For Gilles Leblanc, this "worrying relaxation" is linked to the "disorganization of the sector" after the pandemic, but also the consequence of overly ambitious flight programs of these carriers, whose model requires up to eight rotations per aircraft per day. "On days when everything is going well and there are no delays anywhere, it can work, but the reality of air travel is that there are a lot of imponderables," he said. The last flight of the day may thus find itself not respecting a curfew. The document shows that 935 prosecutions were filed last year compared to only 290 in 2021. In 2022, 241 concerned the largest French airport, Paris-Charles-de-Gaulle (CDG), just ahead of two regional facilities, Nantes-Atlantique (231) - a Volotea base - and Basel-Mulhouse (202).
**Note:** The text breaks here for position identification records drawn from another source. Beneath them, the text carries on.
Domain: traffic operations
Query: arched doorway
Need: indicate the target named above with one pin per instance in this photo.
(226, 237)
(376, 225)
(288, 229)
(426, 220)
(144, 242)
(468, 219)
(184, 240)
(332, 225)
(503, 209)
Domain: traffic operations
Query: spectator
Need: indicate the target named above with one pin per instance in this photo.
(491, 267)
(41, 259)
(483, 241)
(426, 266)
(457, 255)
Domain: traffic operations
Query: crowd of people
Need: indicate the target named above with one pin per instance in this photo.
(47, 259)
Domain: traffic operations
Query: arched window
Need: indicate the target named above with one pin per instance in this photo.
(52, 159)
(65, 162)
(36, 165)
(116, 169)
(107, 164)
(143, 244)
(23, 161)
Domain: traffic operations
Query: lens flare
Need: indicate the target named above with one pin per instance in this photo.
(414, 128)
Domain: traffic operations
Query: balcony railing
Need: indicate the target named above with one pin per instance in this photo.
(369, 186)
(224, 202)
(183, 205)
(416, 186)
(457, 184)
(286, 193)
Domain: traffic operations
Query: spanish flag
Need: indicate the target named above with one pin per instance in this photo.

Today, the populations consider that the situation (of airport nuisances) is worse than before the health crisis", whatever the reality, warned Gilles Leblanc: "we have a climate of tension quite strong on some airports". The independent authority has also sounded the alarm about the increasing use of helicopters, particularly on the Côte d'Azur but also around tourist areas such as Mont-Saint-Michel. And 10 days before the opening of the Paris Air Show where future electric "flying taxis" with vertical take-off will be exhibited, Gilles Leblanc invited the authorities to think about their regulation: "we are not convinced that the social acceptability of this mode of transport will be total".